Respetar las diferencias. Por José Sánchez.

Recuerdo como si fuera hoy, el día en que mi hija, cuando tenía cuatro años, le dijo muy triste a mi esposa que una niña le había dicho que era fea porque era “negra”. Nos asombramos, pero inmediatamente hablamos con ella para que pudiera entender que las palabras que había dicho su compañera eran equivocadas y que debemos aprender a respetar las diferencias. Le hablamos de que ser feo o bonito no tiene que ver con el color de la piel, sino por cómo es la persona en la forma de tratar a los demás. Nuestros niños muchas veces expresan opiniones de rechazo hacia otros, a veces éstas no son las opiniones que escuchan de sus padres o familiares, pero debes instruirlos para respetar las diferencias y aceptar la diversidad. Háblale a tus niños de cómo las características, creencias y principios de nuestro prójimo no son siempre iguales a las nuestras. Comparto algunos puntos que puedes tocar con tus hijos para que entiendan que nuestra sociedad se compone de muchas personas diferentes y que esas diferencias las debemos respetar, siempre y cuando no hagan un mal a otras personas.

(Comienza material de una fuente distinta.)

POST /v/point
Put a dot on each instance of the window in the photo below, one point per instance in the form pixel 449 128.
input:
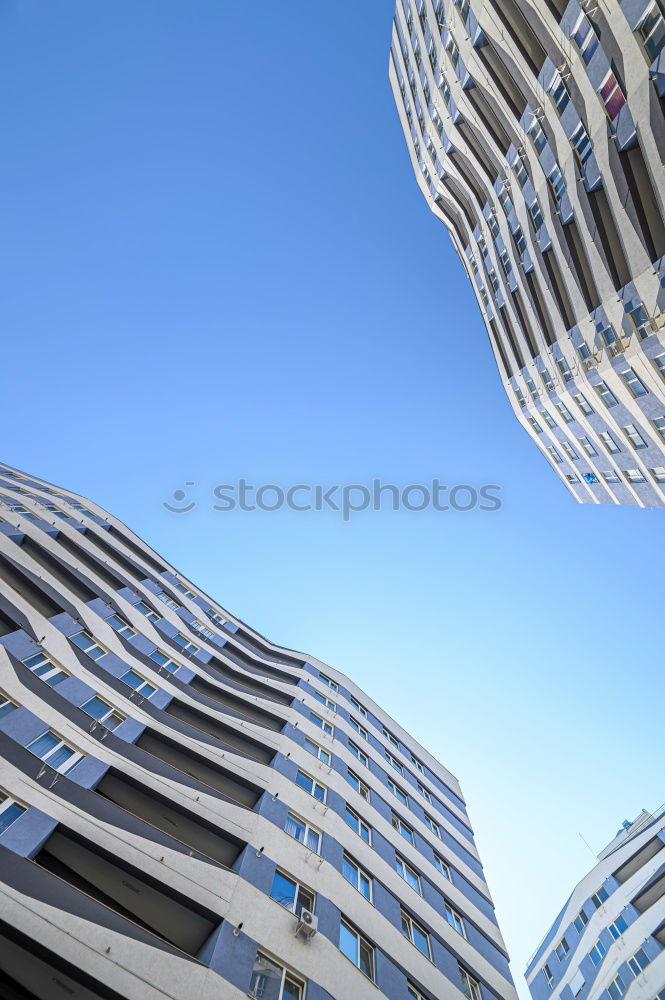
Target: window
pixel 358 878
pixel 165 599
pixel 403 829
pixel 317 751
pixel 634 436
pixel 139 684
pixel 164 661
pixel 562 949
pixel 358 728
pixel 98 709
pixel 612 96
pixel 52 509
pixel 599 897
pixel 290 894
pixel 638 962
pixel 318 721
pixel 581 144
pixel 357 752
pixel 272 982
pixel 10 810
pixel 605 393
pixel 325 701
pixel 585 38
pixel 616 989
pixel 588 447
pixel 609 442
pixel 182 640
pixel 358 707
pixel 359 786
pixel 20 509
pixel 635 384
pixel 454 919
pixel 6 706
pixel 53 750
pixel 659 424
pixel 44 668
pixel 652 31
pixel 618 927
pixel 425 794
pixel 415 933
pixel 434 827
pixel 442 866
pixel 202 629
pixel 391 739
pixel 560 94
pixel 597 952
pixel 398 792
pixel 357 949
pixel 470 986
pixel 406 872
pixel 357 824
pixel 577 983
pixel 583 403
pixel 311 786
pixel 300 830
pixel 416 762
pixel 120 625
pixel 85 642
pixel 147 611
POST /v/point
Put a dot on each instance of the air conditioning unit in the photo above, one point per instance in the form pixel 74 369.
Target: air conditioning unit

El origen étnico– Habla con tus hijos acerca de que en el mundo hay diferentes tipos de personas, con características físicas diferentes de acuerdo al lugar de donde proceden (el color de piel, ojos y cabello o la constitución física). Pídeles que te expliquen cómo ellos se definen a sí mismos y dialoguen sobre cómo otras personas de su comunidad tienen diferentes rasgos físicos.

La religión– Si educas a tus hijos en una creencia religiosa, diles que también hay otras personas que tienen creencias diferentes a las nuestras. Que cada persona decide qué religión o fe seguir y que aunque la creencia religiosa de mi vecino o amigo sea diferente a la mía, lo que debemos expresar es el amor y respetar las diferencias.

La condición económica– Háblales a tus hijos de lo que es la abundancia y la escasez y que a nuestro alrededor podemos ver personas que tienen una o la otra. Que la condición de abundancia o escasez no implica que debemos tratar de una forma diferente a unos y otros.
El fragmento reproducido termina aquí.